Una película peligrosa

Desde su aparición, el cine hace parte inevitable de la vida.Hay películas malas (la mayoría del cine comercial lo es), pero algunas nos resultan aceptables por muchas razones, porque son entretenidas, porque están técnicamente bien hechas, porque no hay nada que sea totalmente malo y algo bueno tienen, porque son documentos de una cierta forma de pensar o de hacer cine, de otras épocas o contextos que uno quiere comprender mejor, o simplemente por inercia, una fuerza invisible pero determinante en nuestra cotidianidad.

Y hay películas peligrosas. Quiero hablar especialmente de una. Ya ha sido discutida, pero hay algunos aspectos que, me parece, deben ser planteados con mayor claridad. 

Se trata de la película Emilia Pérez de  Jacques Audiard, muy criticada por sus sesgos raciales, de género y por su irrespeto al apropiar temas culturales muy sensibles  sin ningún estudio serio, reducidos a estereotipos superficiales.
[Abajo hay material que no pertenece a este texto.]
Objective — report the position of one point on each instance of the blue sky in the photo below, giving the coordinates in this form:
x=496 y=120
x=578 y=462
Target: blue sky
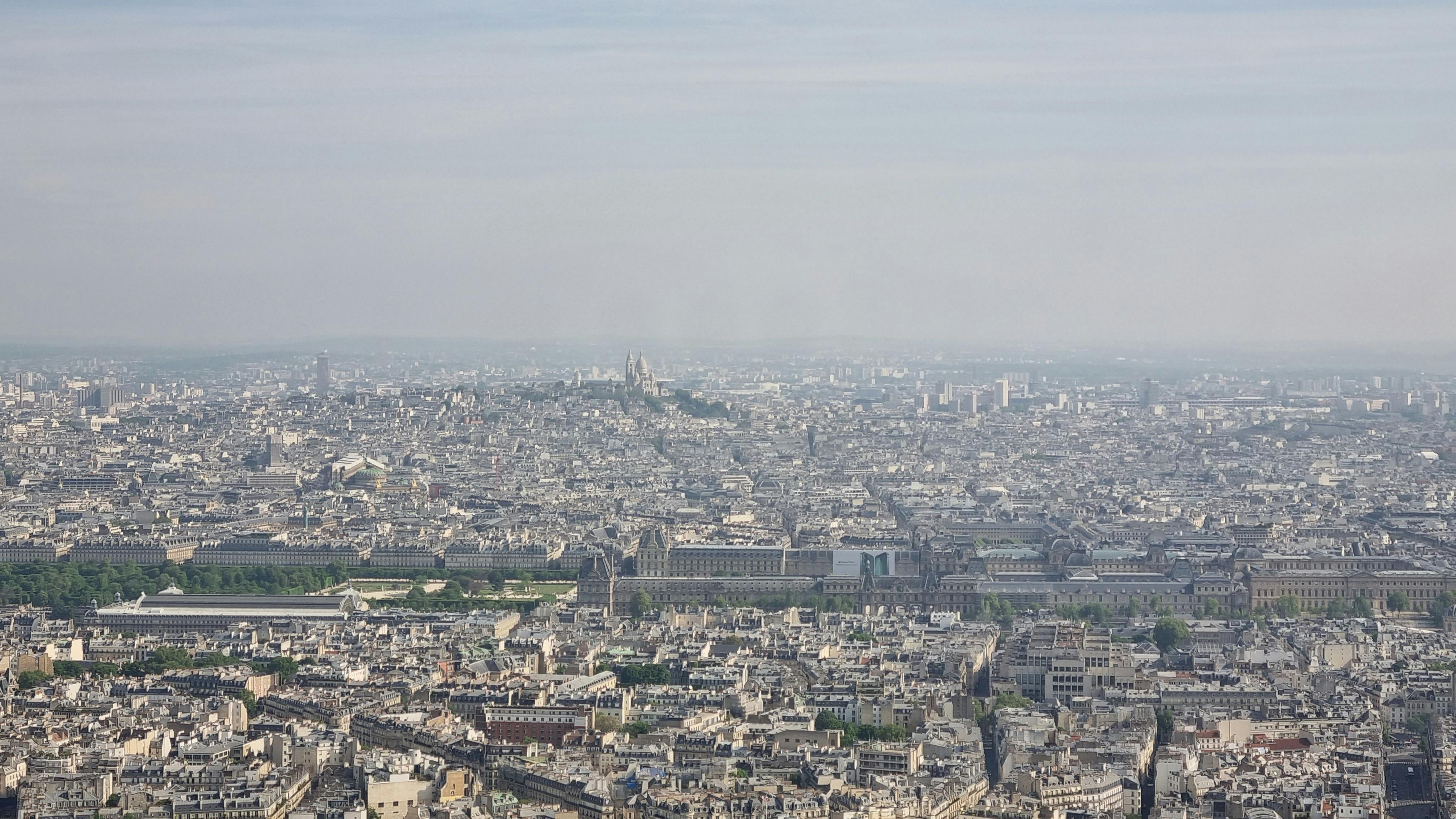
x=978 y=171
Sin embargo, más allá de eso, hay que resaltar su contribución, profunda y perfectamente consciente, al facilismo en el pensamiento, uno de los más grandes males contemporáneos cultivado por la hegemonía de las élites a través de la muy eficaz industria cultural globalizada.

1.

“De lo que no se puede hablar, mejor es callarse”, concluía Wittgenstein, después de una larga reflexión sobre el lenguaje; expresión emparentada con observaciones como “todo aquello que puede ser pensado, puede ser pensado claramente”. “Para saber algo es preciso estudiar” dictaminaba Brecht a través de su alter ego el señor K., criticando nada más ni nada menos que a Sócrates. Todo artista serio sabe que lo más importante no son las cosas, los medios, los efectos, las concesiones a la moda, sino tener algo que decir. 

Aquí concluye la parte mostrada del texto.